We have the Pentagon, war colleges, military academies, and national defense academies to defend this nation, not wage war. This is the most important lesson that the American people should have learned from the Iraq War: this nation should never go to war unless it has to go to war. Without professionals to defend the nation, the nation will fall. But, having said that, we can certainly cut our defense budget. I have no problem with that. But gutting the institutions that defend us won't save the country and it could wreck the economy. A gradual transfer of Federal spending on defense to other sectors is needed. Why not space exploration, science and technology for starters?

Dumping money into a new Federal agency is stupid; we need to eliminate the Department of Homeland Security and the Director of National Intelligence and reduce the size and scope of these agencies. We need to gradually draw the scope of these agencies back into realistic terms; having multiple levels of bureaucracy isn't keeping a single American safe.

Want to wage peace at home? Spend the money we would save eliminating thousands of redundant bureaucrats on hiring people to process claims for Veterans and care for Veterans. Shift the desire to do this:
Domestically, the department would be tasked with finding ways to reduce gun violence, violence against animals, gang and ethnic violence, and even bullying at schools. Internationally, the department would monitor global conflicts and propose ways to end them.
BACK to the people who need to do a better job. Fully fund efforts at the state and local level to prosecute people who abuse the right to own firearms, who abuse animals, who commit hate crimes, and who can't function in society. Creating a Federal bureaucracy on top of that will not solve a single one of these issues because they are, precisely and correctly, local issues for local law enforcement. And I say this as someone who has no problem with government as a whole.

That such a dumb idea would come out of the Democrats in Congress is painful to read. They need to move on issues that put people back to work; creating more jobs in Washington D.C. that overlap with the efforts of others is not going to get Americans throughout the country back to work.
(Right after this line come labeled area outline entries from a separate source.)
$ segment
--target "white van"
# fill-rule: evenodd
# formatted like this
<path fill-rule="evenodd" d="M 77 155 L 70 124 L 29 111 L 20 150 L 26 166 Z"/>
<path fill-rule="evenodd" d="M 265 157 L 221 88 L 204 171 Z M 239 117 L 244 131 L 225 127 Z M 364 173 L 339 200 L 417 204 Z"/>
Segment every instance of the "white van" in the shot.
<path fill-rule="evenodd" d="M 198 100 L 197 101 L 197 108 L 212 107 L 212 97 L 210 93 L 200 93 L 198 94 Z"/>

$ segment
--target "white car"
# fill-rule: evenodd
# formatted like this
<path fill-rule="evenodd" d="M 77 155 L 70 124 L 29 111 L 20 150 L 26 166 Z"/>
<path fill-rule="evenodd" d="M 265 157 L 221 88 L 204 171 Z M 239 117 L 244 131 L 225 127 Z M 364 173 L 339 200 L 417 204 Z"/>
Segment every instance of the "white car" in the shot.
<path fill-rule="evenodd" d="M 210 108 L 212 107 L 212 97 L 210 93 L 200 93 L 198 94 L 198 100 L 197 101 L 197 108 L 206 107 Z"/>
The State Department, for example, is charged with waging peace in the world. Diplomatically or otherwise, this is how best to ensure that we are kept out of wars of foreign entanglement. Our bloated intelligence community needs to be reduced in size and scope and should be brought, kicking and screaming, into a partnership with the State Department to advance American interests through the peaceful use of diplomacy. You cannot have diplomacy without intelligence, and these two forces should be more closely aligned than they are right now.

The conservative movement in America set out, years ago, to hobble the State Department. John Kerry has been charged with undoing that damage; in the next four years, he has a real chance to show the world what American diplomacy and the pursuit of peace can look like in the future.